ETSY Inc (ETSY) shares are higher by +10.74% after it announced that it beat EPS and Revenue estimates by +41.10% and +5.48% respectively. Current quarter guidance came in right on top of analysts’ estimates. Potential average analyst target upside: +34.6%.

Fortinet Inc (FTNT) shares are lower by -13.56% after it announced a solid Q3 performance, but it lowered full year billings guidance slightly. Of the analysts that cover Fortinet, 24 rate it a BUY, 8 rate it a HOLD, and none rate it a SELL. Potential average analyst target upside: +25.5%.

Lumen Technologies (LUMN) shares are lower by -18.1% in the premarket after the company announced an EPS and Revenue miss by -60.28% and -0.69% respectively. Further the company suspended its $1/share dividend. Dividend yield: 0%. Potential average analyst target upside: +13.5%.

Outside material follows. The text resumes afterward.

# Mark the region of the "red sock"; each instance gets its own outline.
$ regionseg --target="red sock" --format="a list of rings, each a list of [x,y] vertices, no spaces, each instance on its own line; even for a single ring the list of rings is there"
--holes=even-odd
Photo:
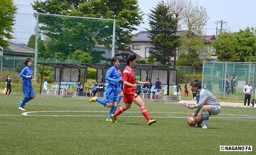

Also, this morning: DataDog (DDOG), Air Products (APD), Cigna(CI), Regeneron (REGN), ADT (ADT), Under Armour (UAA), and Crocs (CROX) all beat on EPS and Revenues while Westlake Corp (WLK), Iron Mountain (IRM), Moderna (MRNA), and Zoetis (ZTS) came up short of targets.

YESTERDAY’S MARKETS

Stocks closed lower after a volatile day in response to statements made by the Fed chairman in the wake of a fresh +75 basis-point rate hike. The S&P500 traded lower by -2.50%, the Dow Jones Industrial Average lost -1.55%, the Nasdaq Composite Index dropped by -3.36%, and the Russell 2000 Index declined by -3.36%. Bonds traded off and 10-year Treasury Note yields added +5 basis points to 4.10%. Cryptos lost -1.93% and Bitcoin pulled back by -1.48%.

NEXT UP

  • Initial Jobless Claims (Oct 29) is expected to come in at 220k, slightly higher than last week’s 217k.
  • Factory Orders (Sept) may have grown by +0.3% after remaining flat in August.
  • ISM Services Index (October) is expected to have pulled back to 55.3 from 56.7.
  • After the closing bell earnings: Starbucks, GoDaddy, Block, Amgen, Cloudflare, PayPal, Carvana, Coinbase, Corteva, Twilio, Opendoor, Expedia, Rocket Cos, Motorola Solutions, Skyworks, Warner Bros Discovery, Microchip Technology, Monster Beverage, and DoorDash.